Genetic engineering, a hybrid of tissue engineering and gene therapy, will give a further stimulus to regenerative and reparative approaches . The functional properties of mesenchymal stem and progenitor cells (periosteal cells) make them ideal candidates for genetic engineering, to enhance the process of tissue regeneration and repair, and to deliver essential biological factors to restore and maintain tissue homeostasis (Figure 2).

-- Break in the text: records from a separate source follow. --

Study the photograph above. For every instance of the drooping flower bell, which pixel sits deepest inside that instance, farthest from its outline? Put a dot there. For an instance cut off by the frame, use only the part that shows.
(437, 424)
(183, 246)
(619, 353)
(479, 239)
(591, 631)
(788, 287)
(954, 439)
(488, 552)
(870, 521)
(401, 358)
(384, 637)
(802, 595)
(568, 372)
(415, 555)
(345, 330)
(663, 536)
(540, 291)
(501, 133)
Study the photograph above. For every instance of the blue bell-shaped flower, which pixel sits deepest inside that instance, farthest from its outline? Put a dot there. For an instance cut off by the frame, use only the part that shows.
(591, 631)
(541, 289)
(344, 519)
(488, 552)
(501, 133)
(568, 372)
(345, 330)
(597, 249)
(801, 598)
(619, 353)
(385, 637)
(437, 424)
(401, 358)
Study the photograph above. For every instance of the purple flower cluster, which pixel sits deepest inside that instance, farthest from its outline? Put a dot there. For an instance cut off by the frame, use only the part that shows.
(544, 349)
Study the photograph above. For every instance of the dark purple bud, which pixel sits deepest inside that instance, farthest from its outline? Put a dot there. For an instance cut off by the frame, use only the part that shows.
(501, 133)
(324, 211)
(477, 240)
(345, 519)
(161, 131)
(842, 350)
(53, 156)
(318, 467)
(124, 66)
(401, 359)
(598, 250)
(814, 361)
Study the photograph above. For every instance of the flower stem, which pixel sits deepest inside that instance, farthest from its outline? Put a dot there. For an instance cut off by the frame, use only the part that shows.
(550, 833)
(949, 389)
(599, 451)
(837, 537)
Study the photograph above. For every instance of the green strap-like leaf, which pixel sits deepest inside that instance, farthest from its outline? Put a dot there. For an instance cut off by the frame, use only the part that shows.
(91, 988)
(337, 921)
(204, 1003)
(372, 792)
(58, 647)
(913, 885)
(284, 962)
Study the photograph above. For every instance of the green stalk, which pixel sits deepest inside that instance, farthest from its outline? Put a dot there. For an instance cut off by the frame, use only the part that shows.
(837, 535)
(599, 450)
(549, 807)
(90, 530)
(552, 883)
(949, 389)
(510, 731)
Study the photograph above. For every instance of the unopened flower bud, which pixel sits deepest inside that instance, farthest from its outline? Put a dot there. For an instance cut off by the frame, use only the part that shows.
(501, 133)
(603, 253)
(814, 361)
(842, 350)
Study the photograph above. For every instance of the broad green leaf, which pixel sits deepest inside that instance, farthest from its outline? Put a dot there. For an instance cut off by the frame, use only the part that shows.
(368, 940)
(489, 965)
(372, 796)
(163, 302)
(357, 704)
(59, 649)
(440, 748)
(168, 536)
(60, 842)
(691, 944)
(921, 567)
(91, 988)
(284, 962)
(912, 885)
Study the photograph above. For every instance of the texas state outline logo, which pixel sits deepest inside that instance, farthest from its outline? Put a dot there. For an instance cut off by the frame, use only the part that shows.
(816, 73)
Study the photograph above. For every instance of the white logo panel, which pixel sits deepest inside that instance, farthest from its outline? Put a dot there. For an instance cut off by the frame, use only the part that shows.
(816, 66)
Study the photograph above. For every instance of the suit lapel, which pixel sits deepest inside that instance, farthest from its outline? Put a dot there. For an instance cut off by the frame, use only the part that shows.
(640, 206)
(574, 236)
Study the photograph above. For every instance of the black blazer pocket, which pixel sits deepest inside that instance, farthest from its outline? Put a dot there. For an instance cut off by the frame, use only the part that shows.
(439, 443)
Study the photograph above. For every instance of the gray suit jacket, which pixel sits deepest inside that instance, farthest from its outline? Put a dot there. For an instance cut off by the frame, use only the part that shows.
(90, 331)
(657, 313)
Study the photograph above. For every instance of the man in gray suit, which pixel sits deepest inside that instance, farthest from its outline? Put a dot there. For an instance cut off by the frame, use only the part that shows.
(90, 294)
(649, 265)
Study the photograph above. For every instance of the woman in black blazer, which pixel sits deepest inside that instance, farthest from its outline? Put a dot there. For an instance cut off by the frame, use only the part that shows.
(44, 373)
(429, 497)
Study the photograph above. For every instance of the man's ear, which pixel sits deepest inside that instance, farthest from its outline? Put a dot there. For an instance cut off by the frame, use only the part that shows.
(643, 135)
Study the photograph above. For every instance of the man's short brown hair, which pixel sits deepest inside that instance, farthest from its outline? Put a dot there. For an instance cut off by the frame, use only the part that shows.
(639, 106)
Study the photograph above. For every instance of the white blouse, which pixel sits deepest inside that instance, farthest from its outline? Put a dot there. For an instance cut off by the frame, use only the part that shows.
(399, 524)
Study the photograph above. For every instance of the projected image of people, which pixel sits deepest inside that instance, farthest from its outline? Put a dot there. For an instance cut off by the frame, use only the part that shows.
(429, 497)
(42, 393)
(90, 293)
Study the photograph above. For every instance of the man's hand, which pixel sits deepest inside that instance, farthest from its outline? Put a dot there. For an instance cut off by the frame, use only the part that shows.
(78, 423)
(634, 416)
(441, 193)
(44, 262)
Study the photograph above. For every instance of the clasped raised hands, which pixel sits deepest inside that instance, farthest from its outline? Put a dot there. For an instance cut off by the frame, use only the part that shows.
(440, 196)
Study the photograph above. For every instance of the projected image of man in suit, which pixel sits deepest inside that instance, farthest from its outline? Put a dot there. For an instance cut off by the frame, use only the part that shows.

Regenerative and anti-inflammatory potency of the transplant can be achieved by transferring genes of the transforming growth factor-β superfamily (such as BMPs or their receptors) [27,28]. The technique of gene therapy (ex vivo or in vitro) has the particular advantage that a defined population of cells is genetically modulated, and the effects and dosage for optimal differentiation and protection can be controlled. Important considerations are the stability of gene expression, immunogenicity of the vector, transfer efficiency, dependence on cell proliferation and the size of genetic material transduced. Moreover, plasmid DNA can be delivered directly from polymer matrices, leading to the efficient transfection of a large number of cells . The systemic delivery of therapeutic cells, with emphasis on genetically modified stem cells addressed to specific `homing' sites throughout the body, might provide new avenues for the treatment of systemic diseases such as osteoporosis.